Monica Garcia of Mas Madrid (a left-wing group whose national party are propping up the national PSOE – Podemos Government) would respond by mockingly making a gesture (that to some looked like she was pointing a pistol) on the other side of the chamber. I look forward to hearing from people back in the UK that European politics is more consensus based because the chamber is a circle…
Two weeks ago, I said we were heading towards new elections and sure enough, the day after we posted here the Speaker of Catalonia would announce that elections would take place on February 14th next year after the (now ex) President Quim Torra was disqualified by the Spanish Courts. Once again though, when it comes to elections in Catalonia, nothing is ever easy. There is talk that this is not even possible as a Vice President or Acting President has no right to call elections, so the Catalan Parliament will have to select one first before we can get to that stage.
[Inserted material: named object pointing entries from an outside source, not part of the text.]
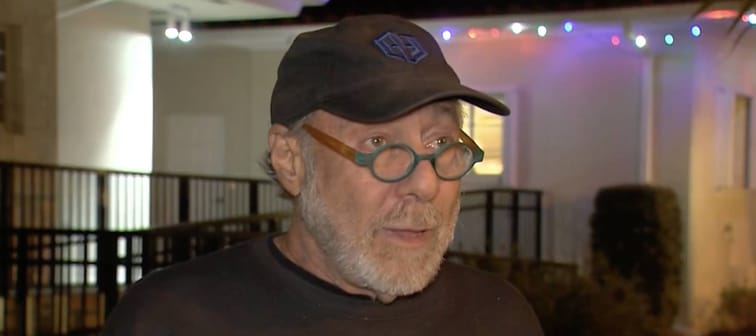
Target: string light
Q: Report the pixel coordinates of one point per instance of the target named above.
(669, 39)
(182, 31)
(517, 28)
(640, 41)
(568, 26)
(541, 31)
(446, 35)
(615, 40)
(171, 31)
(695, 30)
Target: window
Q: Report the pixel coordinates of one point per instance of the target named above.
(733, 141)
(741, 142)
(488, 131)
(496, 135)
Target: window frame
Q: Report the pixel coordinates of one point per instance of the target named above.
(509, 177)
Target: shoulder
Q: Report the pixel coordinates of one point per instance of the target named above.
(159, 297)
(490, 300)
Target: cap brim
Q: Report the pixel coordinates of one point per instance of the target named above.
(376, 103)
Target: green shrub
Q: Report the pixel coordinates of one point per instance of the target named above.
(568, 304)
(636, 233)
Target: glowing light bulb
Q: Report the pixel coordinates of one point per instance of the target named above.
(517, 27)
(568, 26)
(185, 36)
(669, 39)
(615, 40)
(640, 41)
(446, 35)
(171, 32)
(541, 31)
(695, 30)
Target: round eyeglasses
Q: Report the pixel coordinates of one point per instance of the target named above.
(394, 162)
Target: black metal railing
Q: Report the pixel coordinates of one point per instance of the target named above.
(66, 281)
(46, 196)
(72, 239)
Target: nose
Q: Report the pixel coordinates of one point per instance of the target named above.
(422, 183)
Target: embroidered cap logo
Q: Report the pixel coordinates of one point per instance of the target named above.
(401, 46)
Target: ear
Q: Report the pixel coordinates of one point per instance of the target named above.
(286, 158)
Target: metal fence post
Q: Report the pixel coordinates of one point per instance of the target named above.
(515, 219)
(489, 222)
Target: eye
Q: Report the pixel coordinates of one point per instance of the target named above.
(441, 141)
(376, 141)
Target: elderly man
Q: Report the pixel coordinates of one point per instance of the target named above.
(366, 139)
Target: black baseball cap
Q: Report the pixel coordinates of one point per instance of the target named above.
(370, 68)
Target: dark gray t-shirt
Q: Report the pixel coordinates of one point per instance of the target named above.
(252, 289)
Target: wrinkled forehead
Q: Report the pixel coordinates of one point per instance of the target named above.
(437, 112)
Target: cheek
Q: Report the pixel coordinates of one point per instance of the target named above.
(448, 197)
(349, 189)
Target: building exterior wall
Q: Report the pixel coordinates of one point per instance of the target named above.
(105, 88)
(28, 131)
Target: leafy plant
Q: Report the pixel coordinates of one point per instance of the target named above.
(736, 314)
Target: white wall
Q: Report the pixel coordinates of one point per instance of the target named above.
(722, 222)
(105, 88)
(565, 137)
(229, 85)
(28, 133)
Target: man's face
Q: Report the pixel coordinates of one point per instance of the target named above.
(386, 237)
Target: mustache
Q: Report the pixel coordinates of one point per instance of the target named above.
(424, 216)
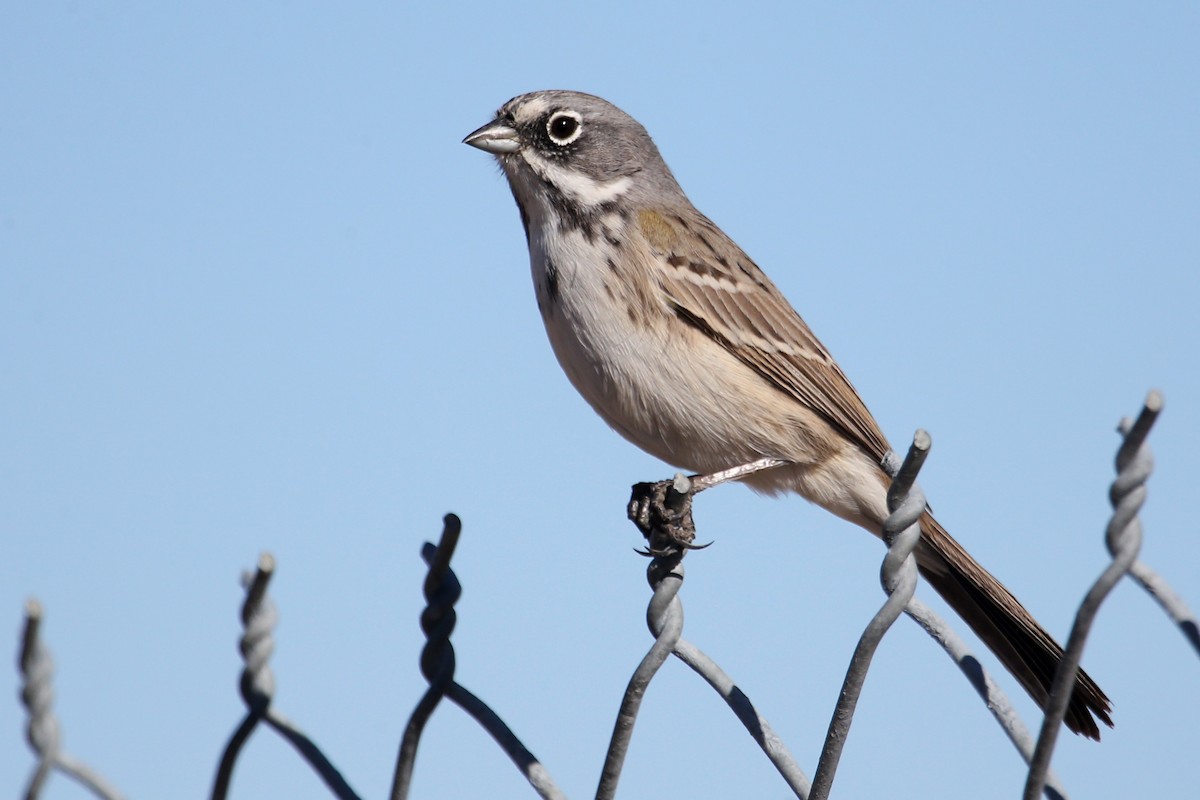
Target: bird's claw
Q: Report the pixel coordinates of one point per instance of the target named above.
(663, 512)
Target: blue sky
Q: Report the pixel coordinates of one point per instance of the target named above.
(255, 294)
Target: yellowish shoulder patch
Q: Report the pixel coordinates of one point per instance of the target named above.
(660, 233)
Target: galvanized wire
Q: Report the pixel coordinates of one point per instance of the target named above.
(898, 575)
(663, 511)
(42, 732)
(442, 591)
(257, 685)
(1171, 602)
(993, 696)
(1134, 464)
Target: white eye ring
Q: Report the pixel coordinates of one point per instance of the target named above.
(564, 127)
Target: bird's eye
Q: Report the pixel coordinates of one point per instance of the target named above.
(564, 127)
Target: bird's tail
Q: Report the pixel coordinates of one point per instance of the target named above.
(1005, 626)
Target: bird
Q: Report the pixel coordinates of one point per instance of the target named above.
(684, 347)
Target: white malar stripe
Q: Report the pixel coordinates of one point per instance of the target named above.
(576, 186)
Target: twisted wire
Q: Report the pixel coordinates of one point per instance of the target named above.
(898, 575)
(664, 615)
(42, 732)
(1134, 464)
(989, 691)
(670, 529)
(442, 590)
(257, 686)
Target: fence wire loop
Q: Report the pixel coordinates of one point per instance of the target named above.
(898, 575)
(442, 591)
(661, 511)
(42, 731)
(1134, 463)
(257, 686)
(664, 513)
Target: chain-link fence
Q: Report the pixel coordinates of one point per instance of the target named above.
(663, 512)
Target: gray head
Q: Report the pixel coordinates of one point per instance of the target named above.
(567, 146)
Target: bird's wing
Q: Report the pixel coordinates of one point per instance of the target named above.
(715, 287)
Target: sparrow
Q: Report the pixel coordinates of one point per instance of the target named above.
(683, 346)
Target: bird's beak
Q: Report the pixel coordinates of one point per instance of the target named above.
(496, 138)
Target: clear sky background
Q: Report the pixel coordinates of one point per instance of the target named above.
(256, 295)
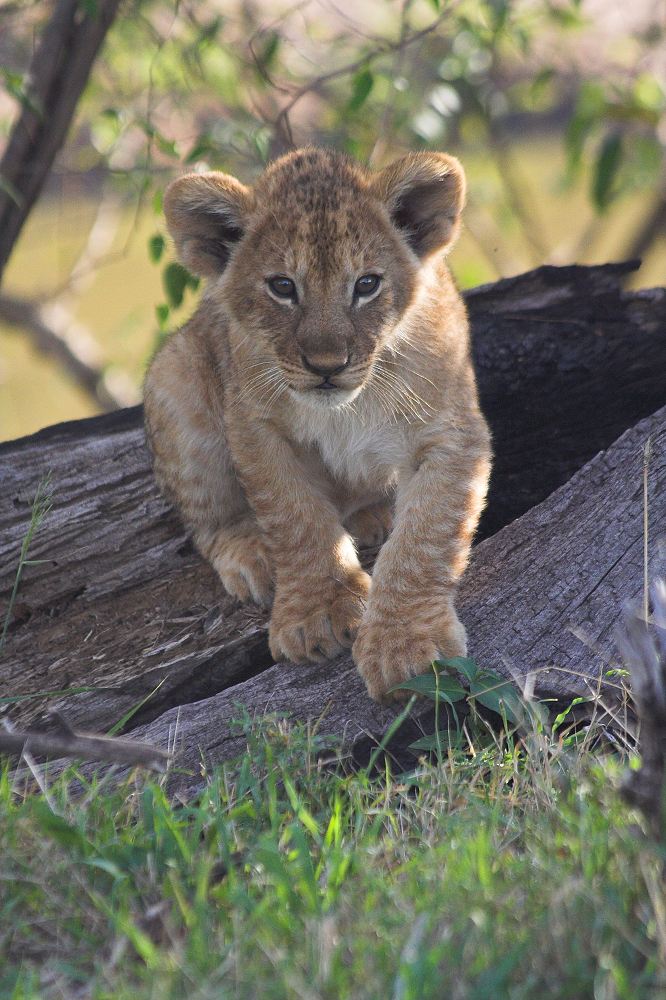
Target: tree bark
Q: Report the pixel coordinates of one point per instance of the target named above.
(119, 602)
(58, 73)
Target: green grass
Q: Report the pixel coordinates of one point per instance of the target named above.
(504, 870)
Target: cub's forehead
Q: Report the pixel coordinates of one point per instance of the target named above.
(314, 208)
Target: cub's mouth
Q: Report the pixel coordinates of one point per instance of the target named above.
(325, 397)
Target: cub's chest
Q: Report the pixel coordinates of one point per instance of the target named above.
(355, 452)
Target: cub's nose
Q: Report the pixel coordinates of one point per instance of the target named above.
(325, 365)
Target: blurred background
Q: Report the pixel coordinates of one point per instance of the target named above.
(557, 109)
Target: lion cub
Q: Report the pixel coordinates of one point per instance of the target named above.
(322, 391)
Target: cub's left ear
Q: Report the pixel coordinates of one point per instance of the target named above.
(424, 194)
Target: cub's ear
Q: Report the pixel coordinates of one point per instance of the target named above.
(206, 215)
(424, 194)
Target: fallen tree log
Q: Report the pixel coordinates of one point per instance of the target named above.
(120, 603)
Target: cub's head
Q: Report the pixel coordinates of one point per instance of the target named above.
(319, 261)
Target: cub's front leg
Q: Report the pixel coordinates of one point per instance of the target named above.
(320, 587)
(411, 618)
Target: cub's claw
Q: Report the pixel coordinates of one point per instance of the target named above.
(243, 563)
(388, 651)
(305, 627)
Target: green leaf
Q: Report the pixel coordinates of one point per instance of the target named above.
(499, 695)
(267, 55)
(156, 245)
(59, 829)
(362, 84)
(432, 686)
(176, 279)
(606, 169)
(462, 665)
(162, 312)
(559, 719)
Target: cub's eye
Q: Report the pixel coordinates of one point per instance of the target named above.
(283, 287)
(366, 285)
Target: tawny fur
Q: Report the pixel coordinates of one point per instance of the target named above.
(274, 474)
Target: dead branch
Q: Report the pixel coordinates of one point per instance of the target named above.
(281, 125)
(60, 740)
(644, 652)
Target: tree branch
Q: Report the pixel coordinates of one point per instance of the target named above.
(61, 741)
(58, 74)
(54, 333)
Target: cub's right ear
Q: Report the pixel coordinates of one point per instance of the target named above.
(206, 215)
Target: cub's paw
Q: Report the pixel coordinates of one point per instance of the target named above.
(371, 525)
(242, 561)
(388, 651)
(319, 619)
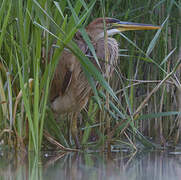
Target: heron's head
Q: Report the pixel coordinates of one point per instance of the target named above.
(114, 26)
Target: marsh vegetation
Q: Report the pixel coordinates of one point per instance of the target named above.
(144, 94)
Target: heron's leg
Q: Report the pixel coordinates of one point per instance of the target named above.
(74, 129)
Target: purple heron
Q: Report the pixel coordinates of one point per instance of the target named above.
(70, 90)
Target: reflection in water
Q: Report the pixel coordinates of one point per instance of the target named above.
(84, 166)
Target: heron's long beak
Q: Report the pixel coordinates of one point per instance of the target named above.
(128, 26)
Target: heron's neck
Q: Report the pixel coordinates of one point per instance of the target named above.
(110, 32)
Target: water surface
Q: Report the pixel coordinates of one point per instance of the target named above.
(162, 165)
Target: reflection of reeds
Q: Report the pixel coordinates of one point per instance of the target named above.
(145, 82)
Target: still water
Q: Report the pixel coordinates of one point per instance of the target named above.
(89, 166)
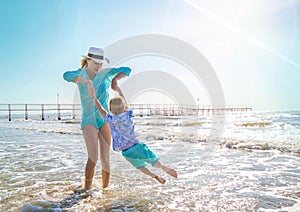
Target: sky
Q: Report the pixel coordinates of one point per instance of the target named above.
(253, 47)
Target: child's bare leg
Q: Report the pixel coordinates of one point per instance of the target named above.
(168, 170)
(147, 172)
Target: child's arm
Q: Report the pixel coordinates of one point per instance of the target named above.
(116, 88)
(100, 108)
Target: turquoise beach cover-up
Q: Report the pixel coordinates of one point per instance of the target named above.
(101, 82)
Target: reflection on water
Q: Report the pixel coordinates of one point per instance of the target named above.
(40, 171)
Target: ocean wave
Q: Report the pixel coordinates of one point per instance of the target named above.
(258, 145)
(255, 124)
(41, 130)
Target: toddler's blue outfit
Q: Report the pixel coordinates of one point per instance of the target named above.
(101, 82)
(125, 140)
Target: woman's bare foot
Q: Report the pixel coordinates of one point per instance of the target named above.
(160, 179)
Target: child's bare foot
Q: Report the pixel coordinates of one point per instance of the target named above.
(172, 172)
(160, 179)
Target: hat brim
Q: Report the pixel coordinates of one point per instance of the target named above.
(105, 60)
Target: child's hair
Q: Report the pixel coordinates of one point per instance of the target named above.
(83, 62)
(117, 105)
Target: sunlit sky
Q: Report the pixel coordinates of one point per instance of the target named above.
(252, 45)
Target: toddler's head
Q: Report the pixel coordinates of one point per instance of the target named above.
(117, 105)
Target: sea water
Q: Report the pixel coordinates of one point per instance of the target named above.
(253, 166)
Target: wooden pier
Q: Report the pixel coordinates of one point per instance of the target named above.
(58, 110)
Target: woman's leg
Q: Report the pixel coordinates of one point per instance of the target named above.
(105, 143)
(90, 135)
(168, 170)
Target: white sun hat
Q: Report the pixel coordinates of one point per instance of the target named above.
(97, 54)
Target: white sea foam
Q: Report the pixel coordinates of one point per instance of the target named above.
(42, 163)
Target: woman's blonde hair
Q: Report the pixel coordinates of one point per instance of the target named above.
(117, 105)
(83, 62)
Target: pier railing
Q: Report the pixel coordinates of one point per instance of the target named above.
(9, 110)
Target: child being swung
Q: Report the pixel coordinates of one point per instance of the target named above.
(125, 140)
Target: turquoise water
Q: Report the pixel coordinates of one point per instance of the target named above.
(253, 167)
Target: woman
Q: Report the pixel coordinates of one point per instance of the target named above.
(93, 81)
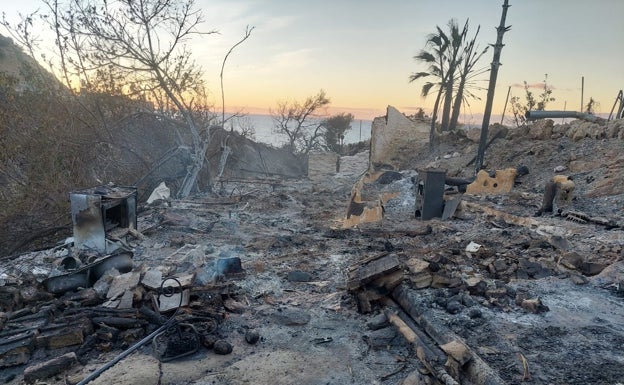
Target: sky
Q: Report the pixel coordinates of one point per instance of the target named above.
(361, 51)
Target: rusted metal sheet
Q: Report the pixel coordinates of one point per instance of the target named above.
(97, 210)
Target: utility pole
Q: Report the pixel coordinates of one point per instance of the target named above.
(498, 47)
(505, 108)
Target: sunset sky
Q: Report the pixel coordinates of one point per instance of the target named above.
(361, 51)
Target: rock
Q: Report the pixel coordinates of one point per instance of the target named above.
(252, 337)
(534, 305)
(571, 260)
(380, 339)
(421, 281)
(291, 316)
(49, 368)
(414, 378)
(222, 347)
(299, 276)
(454, 307)
(388, 177)
(208, 340)
(541, 129)
(380, 321)
(234, 306)
(475, 313)
(592, 268)
(417, 265)
(560, 169)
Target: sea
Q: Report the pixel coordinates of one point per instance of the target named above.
(263, 127)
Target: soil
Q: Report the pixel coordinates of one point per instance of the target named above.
(296, 257)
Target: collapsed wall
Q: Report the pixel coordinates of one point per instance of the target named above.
(394, 139)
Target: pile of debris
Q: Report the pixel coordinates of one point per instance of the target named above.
(453, 282)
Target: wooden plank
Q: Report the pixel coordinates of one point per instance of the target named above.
(373, 270)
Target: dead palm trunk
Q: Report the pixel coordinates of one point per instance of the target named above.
(498, 47)
(434, 117)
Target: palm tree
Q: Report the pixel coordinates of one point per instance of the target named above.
(442, 54)
(469, 58)
(454, 60)
(435, 59)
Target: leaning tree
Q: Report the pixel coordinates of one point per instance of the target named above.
(138, 49)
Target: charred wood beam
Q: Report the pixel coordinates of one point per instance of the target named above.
(424, 230)
(470, 364)
(120, 322)
(49, 368)
(427, 352)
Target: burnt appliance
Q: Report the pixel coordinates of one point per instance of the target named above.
(99, 211)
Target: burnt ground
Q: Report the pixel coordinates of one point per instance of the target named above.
(296, 258)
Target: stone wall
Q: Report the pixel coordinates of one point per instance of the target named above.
(322, 165)
(394, 138)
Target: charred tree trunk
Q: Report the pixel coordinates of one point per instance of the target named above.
(498, 47)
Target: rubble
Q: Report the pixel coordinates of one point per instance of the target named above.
(267, 284)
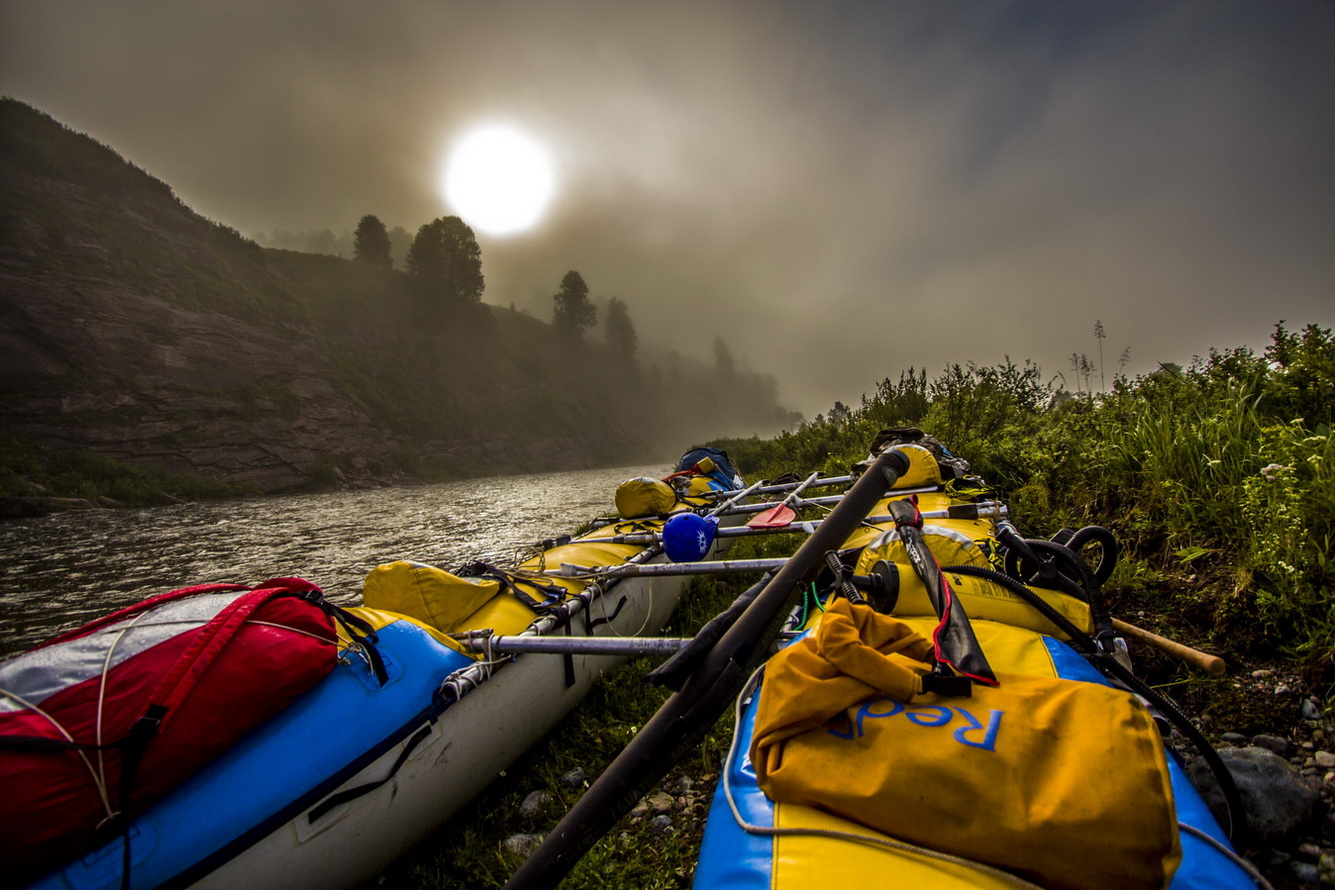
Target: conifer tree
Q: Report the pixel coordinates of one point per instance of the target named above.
(573, 312)
(621, 331)
(445, 259)
(371, 243)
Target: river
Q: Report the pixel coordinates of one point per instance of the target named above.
(63, 570)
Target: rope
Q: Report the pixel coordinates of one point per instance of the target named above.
(102, 787)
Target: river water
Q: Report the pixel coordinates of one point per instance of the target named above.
(63, 570)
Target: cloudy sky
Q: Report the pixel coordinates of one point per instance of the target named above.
(840, 190)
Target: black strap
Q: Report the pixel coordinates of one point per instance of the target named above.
(351, 794)
(608, 619)
(568, 659)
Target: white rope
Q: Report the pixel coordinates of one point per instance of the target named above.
(295, 630)
(1223, 850)
(102, 699)
(83, 755)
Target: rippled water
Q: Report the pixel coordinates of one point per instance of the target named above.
(63, 570)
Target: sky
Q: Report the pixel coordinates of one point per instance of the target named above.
(839, 190)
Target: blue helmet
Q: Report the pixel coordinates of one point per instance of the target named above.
(688, 537)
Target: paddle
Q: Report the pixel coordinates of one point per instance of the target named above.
(782, 514)
(983, 510)
(686, 715)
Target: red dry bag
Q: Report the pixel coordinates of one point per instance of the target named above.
(100, 722)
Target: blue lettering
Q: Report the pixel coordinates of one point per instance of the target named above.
(844, 734)
(989, 737)
(931, 715)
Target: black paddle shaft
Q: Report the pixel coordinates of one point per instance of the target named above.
(686, 715)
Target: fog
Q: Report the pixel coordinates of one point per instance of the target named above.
(839, 190)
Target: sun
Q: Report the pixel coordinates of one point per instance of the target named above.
(498, 179)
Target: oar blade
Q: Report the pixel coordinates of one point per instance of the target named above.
(772, 518)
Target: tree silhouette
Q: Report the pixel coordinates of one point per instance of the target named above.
(371, 243)
(621, 332)
(724, 363)
(572, 312)
(445, 259)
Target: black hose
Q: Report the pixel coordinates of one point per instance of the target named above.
(1232, 799)
(1106, 541)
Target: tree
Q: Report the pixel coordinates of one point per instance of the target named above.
(371, 243)
(1100, 336)
(445, 259)
(724, 364)
(399, 246)
(573, 312)
(621, 332)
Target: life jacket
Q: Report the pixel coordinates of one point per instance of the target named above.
(100, 722)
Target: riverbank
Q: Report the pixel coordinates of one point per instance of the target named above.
(1256, 703)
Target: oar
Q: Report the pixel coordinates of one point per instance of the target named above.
(686, 715)
(657, 570)
(1212, 665)
(785, 486)
(981, 510)
(827, 499)
(781, 514)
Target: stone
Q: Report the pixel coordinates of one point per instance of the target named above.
(533, 803)
(1306, 873)
(661, 802)
(1279, 746)
(1274, 794)
(1327, 869)
(522, 843)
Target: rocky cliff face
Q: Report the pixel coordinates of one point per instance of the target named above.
(120, 332)
(94, 363)
(134, 327)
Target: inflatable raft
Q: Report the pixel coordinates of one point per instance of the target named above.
(407, 725)
(949, 707)
(1024, 766)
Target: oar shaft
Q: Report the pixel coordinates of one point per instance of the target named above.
(824, 501)
(786, 486)
(688, 714)
(984, 510)
(650, 570)
(1212, 665)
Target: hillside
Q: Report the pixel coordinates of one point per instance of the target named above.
(138, 330)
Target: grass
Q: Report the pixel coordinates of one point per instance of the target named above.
(470, 850)
(28, 470)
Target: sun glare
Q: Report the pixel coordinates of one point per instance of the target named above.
(498, 180)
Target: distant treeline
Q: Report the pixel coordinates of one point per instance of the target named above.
(1218, 479)
(426, 358)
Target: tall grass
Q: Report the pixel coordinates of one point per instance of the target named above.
(1220, 473)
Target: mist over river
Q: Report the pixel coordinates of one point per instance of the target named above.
(63, 570)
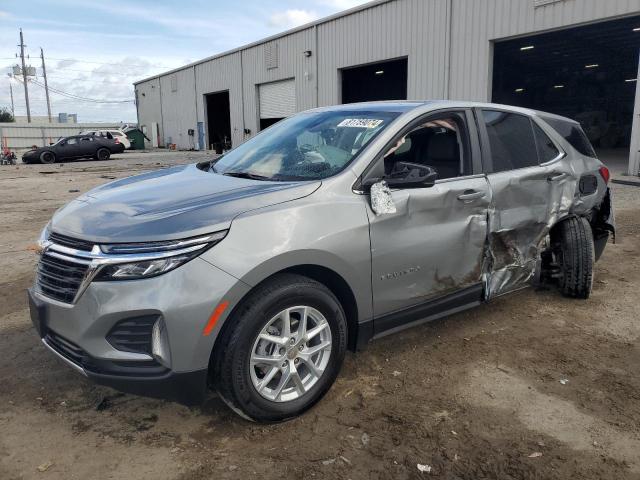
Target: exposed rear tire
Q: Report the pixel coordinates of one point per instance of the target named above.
(47, 157)
(103, 154)
(266, 373)
(574, 249)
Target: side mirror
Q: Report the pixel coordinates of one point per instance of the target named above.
(411, 175)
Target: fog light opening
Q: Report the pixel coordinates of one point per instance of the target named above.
(160, 343)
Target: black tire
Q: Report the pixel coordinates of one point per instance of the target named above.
(575, 257)
(103, 154)
(231, 370)
(47, 157)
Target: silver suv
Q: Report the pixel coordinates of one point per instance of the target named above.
(254, 273)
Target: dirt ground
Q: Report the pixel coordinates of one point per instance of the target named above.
(473, 396)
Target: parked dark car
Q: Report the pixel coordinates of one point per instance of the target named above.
(80, 146)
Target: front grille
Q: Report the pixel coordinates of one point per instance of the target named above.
(75, 354)
(59, 279)
(67, 349)
(133, 334)
(70, 242)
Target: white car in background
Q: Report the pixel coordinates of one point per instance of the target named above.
(112, 134)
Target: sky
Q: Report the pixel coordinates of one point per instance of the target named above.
(96, 50)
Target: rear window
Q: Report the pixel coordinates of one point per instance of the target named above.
(572, 133)
(511, 140)
(547, 151)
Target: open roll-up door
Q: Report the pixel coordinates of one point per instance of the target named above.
(277, 99)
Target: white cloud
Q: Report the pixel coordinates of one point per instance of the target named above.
(291, 18)
(342, 4)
If they do, I am almost expecting at this stage that person to get the boot from the Spanish Court and indeed I am half expecting that the Barcelona Football Club elections next year will be broken up, as Spanish police smash though the windows of Camp Nou and take any ballot boxes in sight. It is probably not a sign of a healthy democracy that even sad obsessives like me who follow this stuff are struggling to keep up with how many Catalan politicians are in a prison, disqualified or on the run.
But should another election take place next year, what (apart from everyone switching from being an American political expert to a Catalan political expert in time for the next election) would we be looking out for? Well, although the previous election delivered a majority of seats for the referendum supporting parties, they have never claimed a majority of the vote. Are they on course to do that? Polling would suggest not, showing the main separatists in Junts per Catalunya and Esquerra Republicana de Catalunya just shy of 45% and when you add the votes of Candidatura d’Unitat Popular, they are short the 50%. That really seems the only thing at stake here, if they can get more than 50%, we have a story. If not than I suspect the only change will be the political party of the next Catalan President to be barred from future elections.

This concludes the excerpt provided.